The venture capital industry thrives on its ability to spot good ideas – like new technologies or new marketing concepts – when they are little more than a gleam in the eye of their inventors. Venture capitalists then invest in these ideas, exiting once they have turned into fully-fledged enterprises.
While only a small number of CIOs can invest directly in startups, most can learn from the processes and approaches used by venture capitalists.
Invent, partner, invest, co-invest and acquire
There are five broad strategies for setting up and managing ventures: invent – do it all yourself; partner – share the risk of doing it with someone that’s done it before; invest – buy into someone else’s ability to do it; co-invest – share your financial exposure with a fellow backer, perhaps one experienced in making successful high-risk investments; and acquire – buy into an already successful idea from the outside.
Choosing which of these five approaches to use depends on the nature of your potential venture and your appetite for risk and reward.
The least risky place to start a venture is to base it on something that’s been invented in-house. CIOs can calve ventures from existing intellectual property. Combining a number of different ventures into a portfolio ranging in scale is a prudent approach to this type of venture investing.
A little more risky, but by its nature more likely to reach critical mass, is partnering with other companies. The learnings from enterprises that have managed to pull off successful partnerships suggest that you should close the deal within three weeks of starting negotiations. If it takes longer, the impending problems assume a life of their own and the deal will be doomed.

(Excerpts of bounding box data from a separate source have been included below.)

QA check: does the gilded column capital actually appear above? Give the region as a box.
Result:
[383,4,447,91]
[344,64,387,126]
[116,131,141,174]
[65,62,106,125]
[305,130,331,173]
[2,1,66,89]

If your appetite for risk is big enough to make the two ad hoc forms of venturing we have discussed so far less than satisfying, establishing a corporate venture group might be the route for you. A corporate venture group comprises company employees who work with traditional venture capitalists. While having a professional group of investors on staff means the number of deals you can do will go up rapidly, the downside is that the deal quality tends to lower. It’s also an expensive way of getting access to venturing skills.
A somewhat less expensive way of getting into full-blooded venturing is through a joint venture with a venture capital investor. Assuming that you choose your investing partner wisely, they will bring skills and resources to the party that are lacking in your enterprise. While the rewards from any successful investment will have to be shared with your co-investor, so will the risks.
If after reading this you decide that the risks of investing in start-up businesses is too uncertain, then there is always the fifth strategy: acquisition. Acquiring and integrating capabilities, know-how and technologies has the advantage of a definite payoff – after all, you know what you are acquiring.
Explore your potential for venture-based results
The search for venture opportunists starts by asking some straightforward questions. “Yes, we are operating our infrastructure” but “how can we extract value from our assets?” “Yes, we’ll do this new sales report to segment individual investors,” but “can we exploit this new, neat technology to establish a new business opportunity?”
Strangely enough, when CIOs hear other wealth creation examples, they tend to say, “Well that was easy. My challenges are more complex.” My hunch is that many CIOs are already standing in front of some very good, ready-to-be-exploited ideas.
As with all of these things, it starts at the top. Top management needs to be explicit about the goals of their venture strategies. Exploring the hidden potential of a company’s intellectual property and technology requires motivating managers to seek possible solutions through venture strategies.
Andrew Rowsell-Jones is vice president and research director for Gartner’s CIO Executive Programs.